The findings, published in Cell, describe something that the researchers term an ‘inter-species communication’ in which bacteria secrete a specific molecule that allows them to communicate with and control their hosts' DNA – and suggests that the conversation between the two may broadly influence human health.
"There is tremendous complexity in the gut, and many researchers are after the next unusual substance produced by a bacterium that might affect human health," commented Jonathan Stamler, MD, of Case Western Reserve University School of Medicine, who led the study.
However, with trillions of bacteria in the average gut, Stamler and his team decided to look for a common language that all bacterial species might use.
"The enormity of the gut bacteria population and its relationship to the host predicts there will be general means to communicate that we humans can recognise,” he said.
By initially using studying the microbiome and DNA of worms known as C. elegans, which is a common mammalian laboratory model, the research team identified nitric oxide is a general mechanism by which gut bacteria can communicate with mammalian hosts.
Nitric oxide attaches to human proteins in a carefully regulated manner, via a process known as S-nitrosylation. Disruptions to this process have been broadly implicated in many diseases states including Alzheimer's, Parkinson's, asthma, diabetes, heart disease, and cancer.

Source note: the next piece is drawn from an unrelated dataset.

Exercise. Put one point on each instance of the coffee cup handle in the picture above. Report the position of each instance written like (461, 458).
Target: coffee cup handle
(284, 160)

The new study is the first to show that gut bacteria can tap into this nitric oxide network, which is ubiquitous in mammals, including humans.
Previous work to untangle communication lines to and from gut bacteria has primarily focused on rare molecules that bacteria secrete, while the new findings are akin to uncovering a chemical language common across species, as opposed to single words, said Stamler.
By tracking the nitric oxide secreted by gut bacteria inside C. elegans, the team were able to identify that the nitric oxide secreted by gut bacteria later attached to thousands of host proteins – which completely changed the worm's ability to regulate its own gene expression.
The team fed developing worms’ bacteria that produce nitric oxide and selected a specific protein – known as argonaute protein, or ALG-1 – that is highly conserved from worms to humans and silences unnecessary genes, including genes critical for development.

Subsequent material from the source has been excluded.